Due to a scheduling conflict that came up for one of our speakers, the November 20 and 21 events are being rescheduled to January 2014 -- Please check back for new dates.
The Decline of War
Wednesday, November 20, 7 p.m. at Ronk Auditorium, College of Education, at Ashland University
Speaker is John Mueller, Woody Hayes Chair of National Security Studies, Mershon Center, at the Ohio State University.
Organized multi-state war is on the decline. It is an idea whose time has passed, just as surely as the idea of dueling has passed. If war is on the decline, why do we spend almost as much on our military as the rest of the world combined? Why do we spend more than four precent (4%) of GDP on the military? How many aircraft carrier strike forces do we need? How many thermonuclear bombs do we need? Where will we drop them? John Mueller will discuss all these questions and more.
Presented with the support of the United States Institue of Peace.
Preventing War (Shared Security)
Thursday, November 21, 7 p.m. in Ronk Auditorium.
Speaker is Bridget Moix, Atrocities Prevention Consultant with USAID
The Ashland Center for Nonviolence began as an ad hoc group of individuals who wanted to challenge the willingness of American society to resort to violence. ACN instead poses the question, "What else can we do?"
The Center’s programming is dedicated to progressive personal and social change. By providing programs for children, families, professionals and individuals in our community, we work to create a culture of justice and peace.
It considers issues, both historical and contemporary, related to nonviolence. By linking people to information about nonviolence and to activities exploring and promoting nonviolence, it serves as a resource center for people exploring nonviolence.
The programming joins together different groups within the community—judges, educators, lawyers, parents and students—to help them function collectively.
We believe we can build a culture of justice and peace in a world filled with injustice and violence. We know we will not eliminate injustice and violence, but we believe we can transform the ways that we think about them and respond to them.
We know that all such transformation begins with ourselves. We attempt to link the ways we think about ourselves and our communities with the ways we think about the world.
An understanding of peace helps people discover options, enhance skills and make choices that lead to self-sufficiency and positive community involvement.
The Use of Force and Violence.
The violence is sometimes personal and sometimes institutionalized, but when Americans individually or collectively become angry or frustrated, we seem to prefer the instant gratification of lashing out. We often explain that we use violence only as a last resort, but it seems as if we get to the last resort very quickly. Then we justify that violence by saying things like, "I had no other choice" and "What else could I do?"
The members of the Ashland Center for Nonviolence want to find other choices.

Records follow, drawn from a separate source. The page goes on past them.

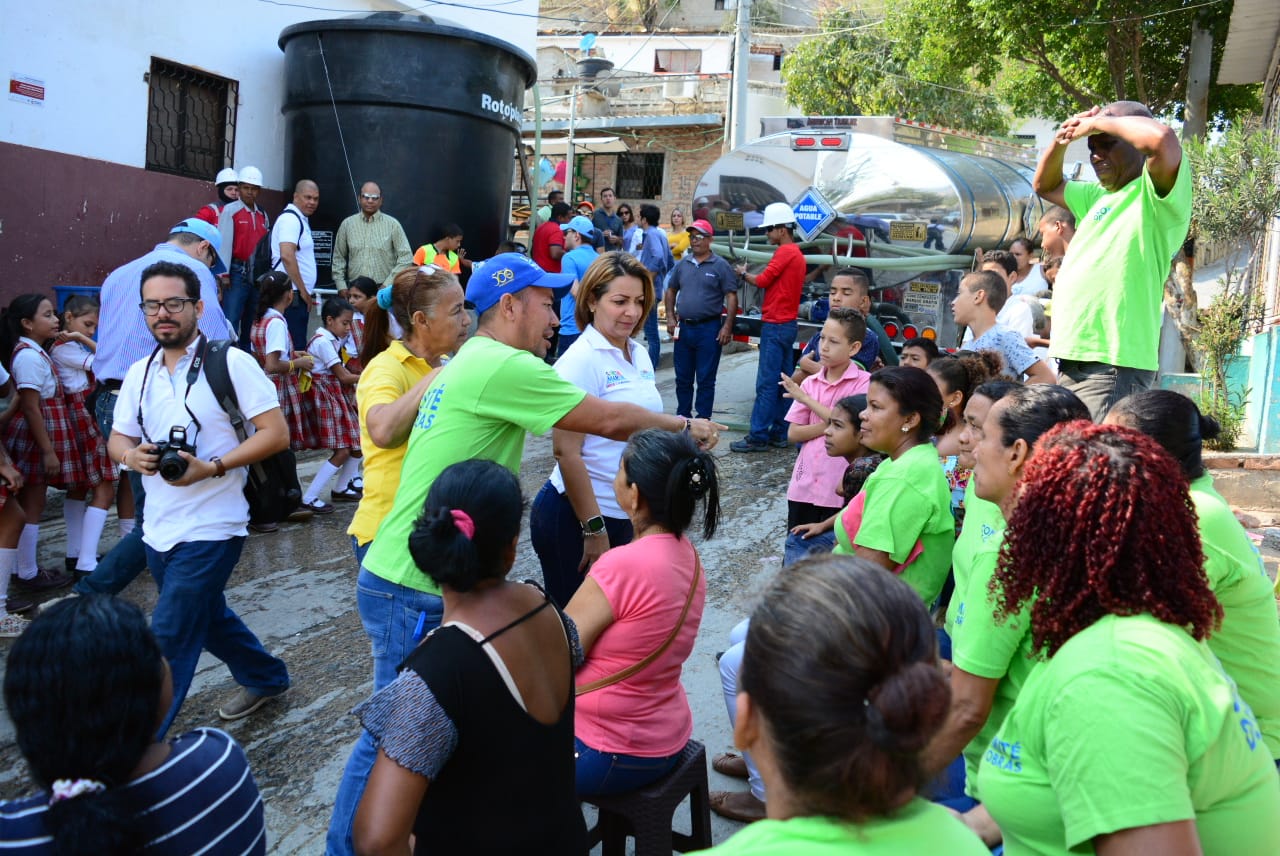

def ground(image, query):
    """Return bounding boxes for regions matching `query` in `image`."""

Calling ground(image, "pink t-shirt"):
[575,533,705,757]
[785,361,871,507]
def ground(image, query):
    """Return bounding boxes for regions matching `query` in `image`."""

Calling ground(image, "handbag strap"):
[576,557,702,697]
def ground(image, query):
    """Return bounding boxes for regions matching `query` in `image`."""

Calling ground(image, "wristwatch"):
[581,516,607,537]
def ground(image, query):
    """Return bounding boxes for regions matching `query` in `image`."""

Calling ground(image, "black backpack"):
[248,208,299,285]
[203,339,303,524]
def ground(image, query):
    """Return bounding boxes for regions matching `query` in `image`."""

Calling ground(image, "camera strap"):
[136,335,206,445]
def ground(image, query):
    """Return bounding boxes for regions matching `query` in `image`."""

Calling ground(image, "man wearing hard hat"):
[732,202,806,452]
[215,166,271,349]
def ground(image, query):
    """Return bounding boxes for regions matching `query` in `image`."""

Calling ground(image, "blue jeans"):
[326,568,444,856]
[783,530,835,566]
[76,389,148,596]
[575,737,682,796]
[146,536,289,738]
[644,305,661,370]
[222,262,255,350]
[747,320,797,444]
[673,319,724,419]
[350,535,370,566]
[529,481,633,608]
[557,332,580,357]
[284,292,311,353]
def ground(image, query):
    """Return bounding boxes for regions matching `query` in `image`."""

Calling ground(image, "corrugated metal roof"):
[1219,0,1280,84]
[522,113,723,132]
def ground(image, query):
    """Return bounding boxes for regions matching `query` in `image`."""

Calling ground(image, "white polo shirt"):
[308,328,343,378]
[11,338,49,396]
[113,337,280,552]
[270,203,316,293]
[549,324,663,519]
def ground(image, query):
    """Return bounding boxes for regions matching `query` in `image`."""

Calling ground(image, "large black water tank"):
[278,13,535,285]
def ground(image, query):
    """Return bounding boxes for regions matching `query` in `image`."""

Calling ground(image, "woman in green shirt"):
[696,553,988,855]
[1107,389,1280,763]
[977,422,1280,856]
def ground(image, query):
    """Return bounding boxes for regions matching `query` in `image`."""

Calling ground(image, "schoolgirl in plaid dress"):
[299,298,363,511]
[250,272,314,452]
[50,295,117,575]
[344,276,376,375]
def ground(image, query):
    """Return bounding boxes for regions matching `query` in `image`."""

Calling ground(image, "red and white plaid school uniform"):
[344,313,365,374]
[306,330,361,451]
[51,342,116,486]
[3,339,88,488]
[250,308,312,451]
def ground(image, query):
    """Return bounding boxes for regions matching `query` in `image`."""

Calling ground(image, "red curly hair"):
[993,422,1221,657]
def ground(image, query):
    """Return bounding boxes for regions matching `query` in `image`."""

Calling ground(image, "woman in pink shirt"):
[566,428,721,795]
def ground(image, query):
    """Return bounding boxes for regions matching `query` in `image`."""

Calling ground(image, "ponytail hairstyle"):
[4,596,164,855]
[62,294,101,324]
[868,366,944,443]
[321,296,355,326]
[407,459,523,592]
[619,428,720,540]
[255,271,292,321]
[928,352,1003,433]
[1108,389,1219,481]
[361,265,460,365]
[741,554,950,821]
[0,293,54,372]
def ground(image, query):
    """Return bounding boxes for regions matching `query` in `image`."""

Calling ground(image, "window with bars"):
[146,58,238,179]
[653,49,702,74]
[616,153,665,200]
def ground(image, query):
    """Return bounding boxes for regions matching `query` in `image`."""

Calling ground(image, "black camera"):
[154,427,198,482]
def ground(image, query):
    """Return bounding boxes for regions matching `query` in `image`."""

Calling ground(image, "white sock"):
[0,548,15,617]
[76,507,109,572]
[118,517,135,537]
[17,524,38,579]
[338,457,361,490]
[63,499,86,560]
[304,461,341,504]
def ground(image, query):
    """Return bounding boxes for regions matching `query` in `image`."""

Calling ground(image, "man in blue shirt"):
[557,215,600,356]
[665,219,738,418]
[637,204,673,369]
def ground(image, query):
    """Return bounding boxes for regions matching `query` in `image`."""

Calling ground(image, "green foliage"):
[1185,123,1280,249]
[1195,286,1257,452]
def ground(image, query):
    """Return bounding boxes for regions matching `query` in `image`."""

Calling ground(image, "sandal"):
[712,752,749,779]
[0,612,31,638]
[709,790,766,824]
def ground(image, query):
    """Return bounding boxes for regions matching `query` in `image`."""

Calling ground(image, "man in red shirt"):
[215,165,271,349]
[531,202,571,273]
[731,203,806,452]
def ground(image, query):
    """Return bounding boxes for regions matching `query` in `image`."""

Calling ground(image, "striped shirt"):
[331,211,413,290]
[95,243,231,384]
[0,728,266,854]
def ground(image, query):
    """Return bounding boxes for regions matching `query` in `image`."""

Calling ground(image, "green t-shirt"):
[847,443,954,604]
[691,800,988,855]
[978,614,1280,856]
[1050,161,1192,371]
[945,481,1038,796]
[1191,473,1280,759]
[362,336,587,593]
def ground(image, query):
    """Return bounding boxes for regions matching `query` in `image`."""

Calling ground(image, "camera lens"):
[158,449,189,482]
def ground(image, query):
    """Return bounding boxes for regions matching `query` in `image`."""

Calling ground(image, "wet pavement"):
[0,346,793,853]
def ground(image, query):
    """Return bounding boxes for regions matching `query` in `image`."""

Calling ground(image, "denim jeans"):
[747,320,797,443]
[644,305,661,370]
[222,262,255,350]
[1057,359,1155,422]
[529,481,633,608]
[326,567,445,856]
[284,292,311,353]
[556,332,580,358]
[575,737,682,796]
[673,319,724,419]
[350,535,370,566]
[718,619,765,801]
[147,536,290,738]
[76,389,148,596]
[783,530,835,567]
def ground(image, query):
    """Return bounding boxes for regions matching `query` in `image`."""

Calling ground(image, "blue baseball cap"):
[171,218,226,275]
[465,253,574,315]
[561,215,596,238]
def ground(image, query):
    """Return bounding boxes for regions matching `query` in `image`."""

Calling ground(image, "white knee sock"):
[63,499,85,559]
[304,461,341,504]
[338,457,361,490]
[118,517,135,537]
[76,507,109,572]
[17,524,39,579]
[0,548,15,616]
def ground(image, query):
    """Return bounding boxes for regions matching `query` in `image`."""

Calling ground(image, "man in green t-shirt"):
[1032,101,1190,420]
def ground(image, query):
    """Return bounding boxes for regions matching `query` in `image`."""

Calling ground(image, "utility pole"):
[1183,15,1212,142]
[731,0,752,149]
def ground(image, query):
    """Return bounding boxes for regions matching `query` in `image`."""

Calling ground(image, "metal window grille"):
[146,58,238,180]
[616,153,665,200]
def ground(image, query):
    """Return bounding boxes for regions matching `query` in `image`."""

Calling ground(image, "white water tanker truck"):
[692,116,1047,351]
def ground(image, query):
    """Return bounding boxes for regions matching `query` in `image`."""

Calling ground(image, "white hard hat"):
[237,166,264,187]
[214,167,239,186]
[760,202,797,229]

They want to help people discover what other alternatives they may pursue.
Of course, conflict is inevitable. Tensions will continue to exist between individuals, communities and nations--that is part of being human in this world. But tension and conflict do not always need to lead to violence.

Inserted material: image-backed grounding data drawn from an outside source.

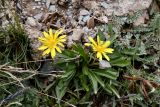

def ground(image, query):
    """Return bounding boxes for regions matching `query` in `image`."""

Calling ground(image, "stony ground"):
[0,0,154,59]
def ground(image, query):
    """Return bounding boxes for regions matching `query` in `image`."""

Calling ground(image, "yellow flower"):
[85,36,114,61]
[38,28,66,58]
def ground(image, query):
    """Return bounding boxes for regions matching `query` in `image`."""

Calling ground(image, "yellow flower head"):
[85,35,114,61]
[38,28,66,58]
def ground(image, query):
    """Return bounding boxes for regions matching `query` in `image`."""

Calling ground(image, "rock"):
[82,1,98,10]
[99,16,108,23]
[70,19,78,27]
[100,2,108,9]
[25,26,42,39]
[83,15,90,22]
[99,60,111,69]
[87,17,95,29]
[26,17,37,27]
[46,0,51,9]
[67,36,74,47]
[35,0,41,1]
[79,9,90,25]
[34,13,43,21]
[71,29,84,41]
[50,0,57,4]
[80,9,90,16]
[2,20,9,27]
[72,0,80,8]
[57,0,69,6]
[17,3,22,10]
[33,6,41,9]
[49,5,56,11]
[101,0,152,16]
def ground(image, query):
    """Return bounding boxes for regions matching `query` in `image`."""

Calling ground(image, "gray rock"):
[100,2,109,9]
[80,9,90,16]
[67,36,74,48]
[71,29,84,41]
[50,0,57,4]
[49,5,56,11]
[83,15,90,22]
[26,17,37,27]
[101,0,152,16]
[46,0,51,9]
[99,60,111,69]
[78,15,83,21]
[35,0,41,1]
[34,13,43,21]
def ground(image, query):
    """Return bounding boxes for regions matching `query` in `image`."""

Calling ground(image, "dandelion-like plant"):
[38,29,66,58]
[85,35,114,61]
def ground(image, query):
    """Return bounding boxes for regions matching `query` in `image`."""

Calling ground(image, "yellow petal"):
[49,29,53,37]
[54,29,63,40]
[105,48,114,53]
[38,45,48,50]
[59,39,66,42]
[59,35,66,39]
[38,37,46,42]
[97,52,102,60]
[43,31,50,38]
[100,41,104,45]
[55,46,62,53]
[88,36,97,46]
[102,53,110,61]
[84,43,91,46]
[92,46,97,51]
[97,35,100,45]
[58,42,65,47]
[51,49,56,58]
[103,41,111,47]
[42,49,50,56]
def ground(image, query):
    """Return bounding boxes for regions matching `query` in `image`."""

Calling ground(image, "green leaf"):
[110,57,131,67]
[44,81,55,92]
[80,75,89,91]
[82,65,89,75]
[104,83,113,94]
[61,69,75,79]
[72,44,88,62]
[61,63,76,79]
[122,48,137,56]
[55,79,69,103]
[55,63,76,102]
[94,68,118,80]
[61,49,77,58]
[97,29,106,41]
[94,74,105,87]
[109,51,122,59]
[87,71,98,94]
[108,85,120,98]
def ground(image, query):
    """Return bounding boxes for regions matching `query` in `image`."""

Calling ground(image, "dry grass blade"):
[0,70,25,88]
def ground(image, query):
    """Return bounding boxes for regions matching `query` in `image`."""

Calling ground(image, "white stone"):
[26,17,37,27]
[99,60,111,69]
[35,0,41,1]
[71,29,84,41]
[49,5,56,11]
[101,0,152,16]
[46,0,51,9]
[83,15,90,22]
[80,9,90,16]
[34,13,43,21]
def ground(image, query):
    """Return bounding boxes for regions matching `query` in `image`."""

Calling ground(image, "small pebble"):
[26,17,37,27]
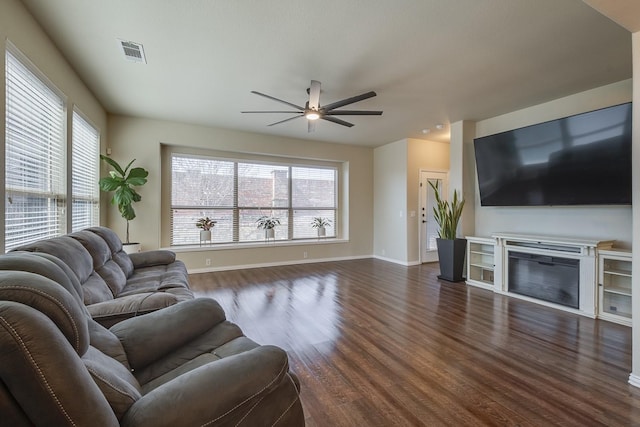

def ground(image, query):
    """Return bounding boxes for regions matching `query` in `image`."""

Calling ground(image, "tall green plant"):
[99,155,149,244]
[428,181,465,240]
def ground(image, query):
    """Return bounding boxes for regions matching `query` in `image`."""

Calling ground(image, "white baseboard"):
[628,373,640,388]
[372,255,421,267]
[188,255,371,274]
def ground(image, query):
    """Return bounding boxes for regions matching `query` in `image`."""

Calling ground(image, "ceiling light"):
[421,128,430,134]
[306,111,320,120]
[435,124,445,130]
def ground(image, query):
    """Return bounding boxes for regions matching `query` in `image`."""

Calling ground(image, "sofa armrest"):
[86,293,180,328]
[128,250,176,268]
[121,346,294,427]
[110,298,226,369]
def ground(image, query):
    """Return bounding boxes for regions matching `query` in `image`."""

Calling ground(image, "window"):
[170,154,337,245]
[5,47,66,251]
[71,110,100,231]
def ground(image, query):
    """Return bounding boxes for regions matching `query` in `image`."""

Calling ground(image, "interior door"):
[420,171,448,263]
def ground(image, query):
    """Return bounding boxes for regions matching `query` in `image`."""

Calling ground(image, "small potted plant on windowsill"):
[311,217,332,238]
[196,216,217,245]
[256,216,280,240]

Passivity is Not Nonviolence.
People who oppose violence are often accused of being passive. The extent of American thinking seems to be, "Well, you can't expect us to sit back and do nothing!" We often lock ourselves into "either/or" thinking. We are told that we must lash out to prove that we are strong and in control, or otherwise we are wimps for doing nothing.
Effective alternatives to violence involve confronting hurt, anger and frustration in ways that create peace instead of creating or increasing violence.
We are Not Pacifist, But Skeptical.
The Ashland Center for Nonviolence is not a pacifist organization. However, members are profoundly skeptical about the need for violence and the effectiveness of such force. They believe that there are other responses to be explored and other paths to be followed. These other responses will produce more long-lasting and positive results than grabbing a stick so we can beat sense into someone, whether it is in the home, community or world.
The Center for Nonviolence is committed to finding choices when there seem to be none, as well as answering the seemingly unanswerable question, "What else can we do?"